志位委員長が会見
日本共産党国会議員団は15日、若者らを過酷な労働に追い立て、使い捨てる“ブラック企業”をなくすために「ブラック企業規制法案」を参院に提出しました。党参院議員団の11人全員がそろって橋本雅史参院事務総長に手渡しました。志位和夫委員長が国会内で記者会見し、「7月の参院選で躍進して得た議案提案権を活用した公約実践の第1号です。法案の成立をめざすとともに、国民運動と一体になって法案の内容に即して現実の政治を動かすという両面で頑張りたい」とのべました。
党国会議員団は8月、「ブラック企業・雇用問題対策チーム」を発足させ、労働者からの聞き取りなどを踏まえて法案を準備。党が単独で法案を提出するのは2004年以来、9年ぶりです。

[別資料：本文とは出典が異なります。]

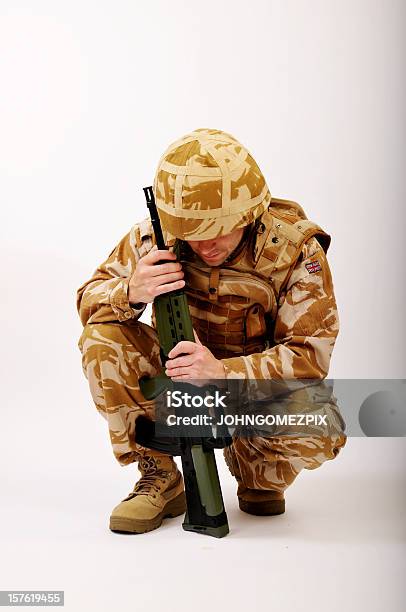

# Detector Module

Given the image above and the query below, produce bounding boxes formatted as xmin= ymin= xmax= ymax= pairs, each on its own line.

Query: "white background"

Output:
xmin=0 ymin=0 xmax=406 ymax=612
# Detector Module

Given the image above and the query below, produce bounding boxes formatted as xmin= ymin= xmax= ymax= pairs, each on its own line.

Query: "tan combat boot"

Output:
xmin=237 ymin=482 xmax=285 ymax=516
xmin=110 ymin=455 xmax=186 ymax=533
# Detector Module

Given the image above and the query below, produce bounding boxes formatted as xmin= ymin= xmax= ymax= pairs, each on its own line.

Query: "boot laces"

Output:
xmin=130 ymin=457 xmax=169 ymax=497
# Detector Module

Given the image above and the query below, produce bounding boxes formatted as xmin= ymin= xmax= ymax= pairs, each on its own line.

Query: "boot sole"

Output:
xmin=238 ymin=498 xmax=285 ymax=516
xmin=110 ymin=491 xmax=186 ymax=533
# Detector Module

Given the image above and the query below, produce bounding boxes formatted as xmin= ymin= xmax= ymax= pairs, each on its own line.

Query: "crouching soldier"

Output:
xmin=77 ymin=129 xmax=346 ymax=533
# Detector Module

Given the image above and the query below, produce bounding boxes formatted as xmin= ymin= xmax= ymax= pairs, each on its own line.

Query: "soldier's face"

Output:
xmin=187 ymin=228 xmax=244 ymax=266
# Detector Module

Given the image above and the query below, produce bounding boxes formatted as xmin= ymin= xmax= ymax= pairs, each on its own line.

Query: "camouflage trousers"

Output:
xmin=79 ymin=321 xmax=346 ymax=491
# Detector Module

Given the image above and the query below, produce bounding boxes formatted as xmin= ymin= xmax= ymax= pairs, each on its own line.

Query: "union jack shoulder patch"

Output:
xmin=305 ymin=259 xmax=321 ymax=274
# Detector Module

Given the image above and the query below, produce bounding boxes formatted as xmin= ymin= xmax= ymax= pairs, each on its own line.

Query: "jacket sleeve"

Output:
xmin=222 ymin=238 xmax=339 ymax=380
xmin=77 ymin=220 xmax=153 ymax=325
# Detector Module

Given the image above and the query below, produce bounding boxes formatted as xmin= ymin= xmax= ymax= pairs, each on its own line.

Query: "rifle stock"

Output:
xmin=136 ymin=187 xmax=231 ymax=538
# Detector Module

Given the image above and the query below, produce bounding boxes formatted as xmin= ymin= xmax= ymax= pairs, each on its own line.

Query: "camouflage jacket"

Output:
xmin=77 ymin=200 xmax=339 ymax=380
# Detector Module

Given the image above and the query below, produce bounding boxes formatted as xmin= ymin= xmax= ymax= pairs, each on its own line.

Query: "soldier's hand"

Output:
xmin=128 ymin=246 xmax=185 ymax=304
xmin=165 ymin=332 xmax=225 ymax=385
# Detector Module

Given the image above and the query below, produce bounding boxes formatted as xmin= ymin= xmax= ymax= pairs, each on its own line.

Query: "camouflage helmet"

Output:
xmin=154 ymin=129 xmax=271 ymax=240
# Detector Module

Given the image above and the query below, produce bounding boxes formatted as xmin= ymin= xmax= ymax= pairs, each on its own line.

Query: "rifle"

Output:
xmin=136 ymin=187 xmax=232 ymax=538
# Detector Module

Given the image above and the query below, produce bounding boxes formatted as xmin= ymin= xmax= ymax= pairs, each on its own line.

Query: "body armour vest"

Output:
xmin=136 ymin=198 xmax=330 ymax=359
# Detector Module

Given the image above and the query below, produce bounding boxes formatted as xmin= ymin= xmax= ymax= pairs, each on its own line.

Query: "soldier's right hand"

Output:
xmin=128 ymin=246 xmax=185 ymax=304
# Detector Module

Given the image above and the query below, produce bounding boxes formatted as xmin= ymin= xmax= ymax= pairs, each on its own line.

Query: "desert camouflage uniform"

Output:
xmin=77 ymin=130 xmax=346 ymax=491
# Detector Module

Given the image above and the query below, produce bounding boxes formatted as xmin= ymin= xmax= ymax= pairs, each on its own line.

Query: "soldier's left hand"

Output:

志位氏は会見で法案について、違法行為へのペナルティー強化や長時間労働制限などの規制強化と、離職率公表などの情報公開で社会的な批判と抑止力をつくるという二つの方向でブラック企業を規制するものとなっていると説明。法案の三つの柱(骨子参照)に沿って説明しました。「サービス残業の根絶やパワハラへの規制など、多くの労働者に共通する問題を解決する力にもなります」と述べました。
志位氏は、法案を提出した理由について「若者を使い捨てる、使いつぶす働かせ方は、もはや一刻の放置もできません。ブラック企業を放置すれば、日本全体の労働条件の悪化をもたらし、企業経営とそこに働くすべての人たちの生活に大きな被害をもたらすことになります」と強調しました。
ブラック企業が成り立つ根源に非正規雇用労働者の拡大があると指摘し、「いま政府がすすめている労働法制の規制緩和に反対し、労働のルールをきちんとつくり上げていく。非正規社員の正社員化をはかっていく。均等待遇のルールをつくっていく。こういう一連の取り組みも同時並行ですすめていきたい」と述べました。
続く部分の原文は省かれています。